I'm trying to remove all fully embedded and embedded subsets fonts for a pdf file. Basically removing every font stream.
So far I found the FAQ-Entry "How do I remove embedded fonts?" from http://www.pdftron.com/pdfnet/faq.html which works quite good for fully embedded fonts.
The problem I'm having is that removing a embedded subset font results in a broken pdf file.
Is there a way to remove those fonts as well?
Or maybe the font type can be changed from "Type 1 (CID)" to "TrueType".
Thanks for your help in advance.
by broken you mean the file will not open at all? I’m not able to reproduce that.
I’ve attached two python files, one to list the embedded and subsetted fonts in all PDFs in a folder, and another that removes all the embedded fonts.
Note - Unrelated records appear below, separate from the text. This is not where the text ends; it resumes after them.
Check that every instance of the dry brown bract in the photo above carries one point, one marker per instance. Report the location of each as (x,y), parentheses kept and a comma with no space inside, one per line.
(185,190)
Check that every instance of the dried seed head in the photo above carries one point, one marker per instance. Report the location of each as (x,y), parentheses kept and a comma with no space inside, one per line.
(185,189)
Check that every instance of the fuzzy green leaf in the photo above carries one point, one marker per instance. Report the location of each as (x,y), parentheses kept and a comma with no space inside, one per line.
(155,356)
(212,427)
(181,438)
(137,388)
I wasn’t able to break any PDF files using the latter python file.
If you still have an issue, please send the input and output PDF files, and what version of PDFNet you are using to PDFTron support.
Note, if you want to use the python files, you can place them in the root folder of a PDFNetC folder, and the python files will pick up the libraries in the PDFNetC/Lib folder. Note, if you use 64bit python, you need PDFNetC64.
list_fonts.py (2.15 KB)
remove_embedded_fonts.py (1.72 KB)
Unfortunately as many things with PDF, removing fonts from PDF is not as simple as it seems.
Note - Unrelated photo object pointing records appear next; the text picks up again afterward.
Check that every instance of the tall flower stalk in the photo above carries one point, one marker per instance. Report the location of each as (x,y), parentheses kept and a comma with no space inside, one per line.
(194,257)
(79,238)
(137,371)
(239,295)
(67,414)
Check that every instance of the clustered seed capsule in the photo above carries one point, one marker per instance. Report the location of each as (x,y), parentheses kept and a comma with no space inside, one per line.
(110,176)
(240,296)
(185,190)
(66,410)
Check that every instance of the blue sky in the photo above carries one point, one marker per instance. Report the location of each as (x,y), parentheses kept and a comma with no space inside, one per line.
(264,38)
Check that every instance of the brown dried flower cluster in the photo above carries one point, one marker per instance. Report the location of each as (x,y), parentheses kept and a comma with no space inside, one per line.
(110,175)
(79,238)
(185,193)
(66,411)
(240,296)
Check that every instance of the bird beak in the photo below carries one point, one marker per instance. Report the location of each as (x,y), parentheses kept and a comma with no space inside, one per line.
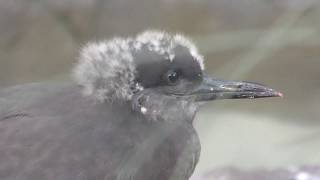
(211,89)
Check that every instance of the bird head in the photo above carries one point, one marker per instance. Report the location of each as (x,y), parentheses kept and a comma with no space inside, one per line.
(155,69)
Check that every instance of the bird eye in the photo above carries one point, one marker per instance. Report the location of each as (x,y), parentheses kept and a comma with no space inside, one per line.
(173,77)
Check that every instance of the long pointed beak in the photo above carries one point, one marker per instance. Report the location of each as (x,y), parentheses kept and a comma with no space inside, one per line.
(211,89)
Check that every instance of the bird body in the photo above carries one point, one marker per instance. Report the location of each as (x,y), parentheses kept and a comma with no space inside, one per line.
(56,133)
(128,116)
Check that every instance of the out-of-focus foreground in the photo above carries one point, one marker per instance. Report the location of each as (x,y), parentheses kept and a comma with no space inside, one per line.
(273,42)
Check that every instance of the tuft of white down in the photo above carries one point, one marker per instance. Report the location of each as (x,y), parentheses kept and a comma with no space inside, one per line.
(106,70)
(164,43)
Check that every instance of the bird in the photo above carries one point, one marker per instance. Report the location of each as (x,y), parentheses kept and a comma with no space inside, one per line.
(127,115)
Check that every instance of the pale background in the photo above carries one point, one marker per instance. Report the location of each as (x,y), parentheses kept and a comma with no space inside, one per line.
(274,42)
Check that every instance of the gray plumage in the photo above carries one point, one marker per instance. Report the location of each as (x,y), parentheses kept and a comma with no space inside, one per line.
(128,116)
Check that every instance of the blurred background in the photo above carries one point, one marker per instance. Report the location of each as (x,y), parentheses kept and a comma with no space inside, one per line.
(274,42)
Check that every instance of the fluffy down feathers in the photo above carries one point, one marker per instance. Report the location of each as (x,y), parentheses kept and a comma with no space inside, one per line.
(106,70)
If you are indiscriminately removing all embedded font streams you will visually ‘break’ the file only if the substituted font is missing specific glyphs or if the font is not using standard/predefined encoding. The latter case is more likely and the end result will be gibberish text.
Perhaps you can identify these cases (e.g. custom encoding) so that you can skip font removal?
If you need to remove all fonts … period, you could still use PDFNet, but you will need to rewrite all content streams normalizing all text to Unicode.
The idea is similar to ElementEdit sample except that you create a new Font (non-embedded) and associate all text with the new font. Also you would need to map text to Unicode (element.GetTextString () → uni, then element.SetData(uni.GetBuffer()m, uni.GetLength()*2)).
This would work for most but not all files. The problem is that some/many PDFs don’t have proper Unicode maps, which means that you could still end up with gibberish text. As a next step you could try to use OCR to verify and fix these mappings …